Questo significa che, indipendentemente da eventuali oscillazioni del settore, il limite massimo rimane fisso e costituisce il riferimento per il calcolo degli accrediti.

I beneficiari della Disoccupazione agricola

Possono richiedere l’indennità di disoccupazione agricola:

  • gli operai agricoli a tempo determinato, iscritti negli elenchi nominativi dei lavoratori agricoli nell’anno di competenza;
  • gli operai agricoli a tempo indeterminato, assunti o licenziati durante l’anno civile, con periodi di mancata occupazione fuori dal contratto di lavoro:
  • i piccoli coloni e compartecipanti familiari;
  • i piccoli coltivatori diretti che completano l’iscrizione con versamenti volontari fino a 51 giornate.

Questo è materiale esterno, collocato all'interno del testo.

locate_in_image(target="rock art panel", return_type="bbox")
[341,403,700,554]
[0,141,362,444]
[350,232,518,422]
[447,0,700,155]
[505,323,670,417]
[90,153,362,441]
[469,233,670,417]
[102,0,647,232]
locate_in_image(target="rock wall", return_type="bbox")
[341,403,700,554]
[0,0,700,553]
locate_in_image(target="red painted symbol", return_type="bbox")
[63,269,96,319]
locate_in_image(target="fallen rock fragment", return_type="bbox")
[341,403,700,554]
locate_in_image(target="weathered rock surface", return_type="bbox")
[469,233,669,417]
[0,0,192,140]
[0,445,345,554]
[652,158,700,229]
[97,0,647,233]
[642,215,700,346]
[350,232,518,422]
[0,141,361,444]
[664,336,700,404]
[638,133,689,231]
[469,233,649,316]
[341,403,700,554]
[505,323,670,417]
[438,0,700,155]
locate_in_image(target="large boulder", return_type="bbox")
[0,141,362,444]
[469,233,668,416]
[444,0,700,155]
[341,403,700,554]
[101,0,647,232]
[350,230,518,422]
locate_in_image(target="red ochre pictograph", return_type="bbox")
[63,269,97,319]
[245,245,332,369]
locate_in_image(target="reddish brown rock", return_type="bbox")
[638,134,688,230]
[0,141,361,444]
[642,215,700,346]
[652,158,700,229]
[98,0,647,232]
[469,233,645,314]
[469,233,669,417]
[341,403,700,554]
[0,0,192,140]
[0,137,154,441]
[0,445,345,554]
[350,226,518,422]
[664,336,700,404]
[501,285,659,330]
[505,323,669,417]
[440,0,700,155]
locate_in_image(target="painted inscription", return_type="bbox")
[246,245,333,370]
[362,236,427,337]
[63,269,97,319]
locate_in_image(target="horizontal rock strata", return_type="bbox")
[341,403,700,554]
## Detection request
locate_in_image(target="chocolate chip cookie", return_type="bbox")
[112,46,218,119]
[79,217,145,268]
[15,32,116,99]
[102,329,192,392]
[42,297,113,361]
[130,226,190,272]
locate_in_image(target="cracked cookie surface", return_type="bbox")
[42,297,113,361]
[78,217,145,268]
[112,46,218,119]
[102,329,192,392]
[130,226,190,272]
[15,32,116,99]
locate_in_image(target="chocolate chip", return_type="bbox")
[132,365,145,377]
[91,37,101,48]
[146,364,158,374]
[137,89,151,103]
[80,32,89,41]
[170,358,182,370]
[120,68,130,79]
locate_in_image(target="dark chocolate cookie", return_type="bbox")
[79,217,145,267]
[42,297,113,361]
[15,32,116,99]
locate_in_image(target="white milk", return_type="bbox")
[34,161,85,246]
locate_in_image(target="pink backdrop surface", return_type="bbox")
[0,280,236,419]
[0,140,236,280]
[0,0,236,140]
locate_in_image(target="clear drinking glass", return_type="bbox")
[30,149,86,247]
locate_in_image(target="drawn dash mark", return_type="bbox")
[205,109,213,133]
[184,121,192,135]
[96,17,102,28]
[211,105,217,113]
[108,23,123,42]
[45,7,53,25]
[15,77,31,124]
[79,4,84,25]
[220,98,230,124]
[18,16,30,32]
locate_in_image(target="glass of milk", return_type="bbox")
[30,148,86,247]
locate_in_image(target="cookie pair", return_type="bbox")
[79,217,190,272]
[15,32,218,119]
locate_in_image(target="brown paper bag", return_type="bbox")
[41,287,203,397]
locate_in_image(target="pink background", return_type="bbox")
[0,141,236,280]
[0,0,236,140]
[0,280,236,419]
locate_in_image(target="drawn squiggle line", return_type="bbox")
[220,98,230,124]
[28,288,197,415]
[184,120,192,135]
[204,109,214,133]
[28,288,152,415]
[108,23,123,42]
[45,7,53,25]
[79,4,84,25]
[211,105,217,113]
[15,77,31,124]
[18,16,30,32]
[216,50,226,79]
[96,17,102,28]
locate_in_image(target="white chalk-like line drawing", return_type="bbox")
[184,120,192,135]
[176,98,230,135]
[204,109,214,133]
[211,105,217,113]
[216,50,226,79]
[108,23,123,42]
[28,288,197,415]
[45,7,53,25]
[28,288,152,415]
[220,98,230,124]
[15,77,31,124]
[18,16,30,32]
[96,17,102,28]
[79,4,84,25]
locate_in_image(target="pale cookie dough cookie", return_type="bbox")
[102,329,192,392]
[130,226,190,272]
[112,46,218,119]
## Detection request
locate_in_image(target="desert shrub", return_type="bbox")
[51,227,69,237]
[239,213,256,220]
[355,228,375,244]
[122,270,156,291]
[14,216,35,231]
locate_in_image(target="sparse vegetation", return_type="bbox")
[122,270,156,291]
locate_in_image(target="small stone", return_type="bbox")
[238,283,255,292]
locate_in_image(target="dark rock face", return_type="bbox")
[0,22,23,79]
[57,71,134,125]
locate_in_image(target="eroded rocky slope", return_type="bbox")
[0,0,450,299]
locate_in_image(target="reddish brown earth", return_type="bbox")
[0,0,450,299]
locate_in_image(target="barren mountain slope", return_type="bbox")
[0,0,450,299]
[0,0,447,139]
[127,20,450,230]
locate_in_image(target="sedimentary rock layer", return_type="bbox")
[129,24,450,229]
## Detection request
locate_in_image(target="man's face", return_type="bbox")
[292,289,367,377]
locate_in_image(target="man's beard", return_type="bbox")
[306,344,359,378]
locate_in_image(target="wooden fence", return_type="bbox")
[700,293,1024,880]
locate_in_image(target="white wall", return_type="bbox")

Per avere diritto alla prestazione, il lavoratore deve:

  • essere iscritto negli elenchi nominativi dei lavoratori agricoli OTD per l’anno di competenza o avere un rapporto di lavoro agricolo a tempo indeterminato parziale con periodi di mancata occupazione;
  • avere almeno due anni di anzianità nell’assicurazione contro la disoccupazione involontaria, considerando iscrizioni negli elenchi OTD o qualifiche OTI;
  • aver maturato almeno 102 contributi giornalieri nel biennio composto dall’anno di competenza e da quello precedente, anche cumulando periodi di lavoro dipendente non agricolo, purché l’attività agricola sia prevalente.

Domande, elenchi e pagamenti: cosa aspettarsi

Le domande per la disoccupazione agricola relative al 2025 possono essere presentate fino al 31 marzo 2026. Successivamente, quindi da inizio aprile, l’INPS procede alla pubblicazione degli elenchi agricoli, ovvero l’elenco dei beneficiari che hanno diritto alla prestazione.

A partire da giugno, gli accrediti iniziano ad arrivare ai lavoratori inseriti negli elenchi. Questo meccanismo permette all’INPS di gestire in maniera ordinata le domande e di garantire pagamenti corretti e tempestivi.